Con un gran corazón disimulado tras un mal carácter, Michel Flamant cedió su panadería de Dole al mendigo que le salvó la vida.

La historia de estos dos hombres conmueve a Francia como ejemplo de solidaridad en tiempos difíciles.

“He amasado pan toda la vida y ahora estoy cansado”, señaló el panadero de 62 años, tomando asiento sobre unos cajones de plástico para descansar sus piernas fatigadas por la artrosis.

Desde hace dos años, este hombre intentaba en vano vender su negocio.

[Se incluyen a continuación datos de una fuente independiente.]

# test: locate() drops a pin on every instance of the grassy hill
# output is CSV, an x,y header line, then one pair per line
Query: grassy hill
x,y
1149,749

Un frío día de diciembre cambió por completo su vida: el panadero fue víctima de una intoxicación con monóxido de carbono a causa de un horno en mal estado.

“Ese día, si Jérôme no hubiese pasado frente a la panadería, yo me iba directo al cementerio”, relata Michel.

Desde hacía algunas semanas, el panadero ofrecía regularmente un café y un croissant a Jérôme Aucant, un hombre sin hogar, alto y con múltiples tatuajes, que solía pedir limosna frente a la panadería.

Jérôme se encontraba junto a Michel Flamant cuando este comenzó a tambalearse y, preocupado, llamó a los servicios de emergencia.

De regreso al trabajo tras 12 días de hospitalización, el panadero propuso a su salvador un empleo a tiempo parcial.

“Soy alguien exigente: ¡El trabajo se hace como yo digo y no de otra forma!”, insiste Flamant, mientras da el toque final a la masa de la clásica “baguette” francesa, lista para hornear.

Con su cabello blanco muy corto y una musculosa que cubre formas generosas -hace mucho calor junto al horno- Michel Flamant confía que adora “transmitir y formar a la gente que sabe escuchar consejos, como Jérôme”.

De niño, este parisino con mucha vida soñaba con ser camionero, pero su padre prefirió hacerlo trabajar en una panadería desde los 14 años. Y el oficio le gustó.

El dinero no importa

De París a Chicago, Michel Flamant viajó para amasar pan del otro lado del Atlántico, montar panaderías y formar aprendices, hasta que en 2009 decidió instalarse en Dole, en la región del Jura, macizo montañoso del este de Francia.

Su mujer atiende a los clientes en la planta baja, mientras él amasa pan, bizcochos y pasteles en el subsuelo, de medianoche a mediodía, seis días por la semana.

Luego de trabajar varios días junto a Jérôme, el panadero comprendió que el mendigo tiene disposición para el trabajo y mucha voluntad, explica.

“Fue entonces que decidí cederle el negocio por un euro simbólico”, cuenta Michel, padre de tres hijas, ninguna de las cuales quiere heredar el negocio.

“¿Qué es lo más importante, el dinero o la vida? Yo no soy rico, pero el dinero no me importa. Quiero ser libre y estar en paz. Y si además puedo hacerlo feliz…”, dice el sexagenario que detrás del “mal carácter” que dice tener esconde un gran corazón.

“Jérôme, es trabajador y quiere salir adelante, hay que darle una oportunidad”, comenta.

Para asumir sus nuevas funciones, el aprendiz dejó las greñas y se rapó la cabeza.

“Quiero trabajar y los horarios de la panadería no me intimidan”, afirma este hombre poco locuaz sobre su pasado que dice saber hacer “de todo”.

“Es una herramienta de trabajo y se la cedo, ahora le toca a él darle vida”, comenta Flamant, que seguirá trabajando hasta septiembre junto a Jérôme, dispuesto a entregarse “al 100%” a su trabajo para satisfacer a la clientela.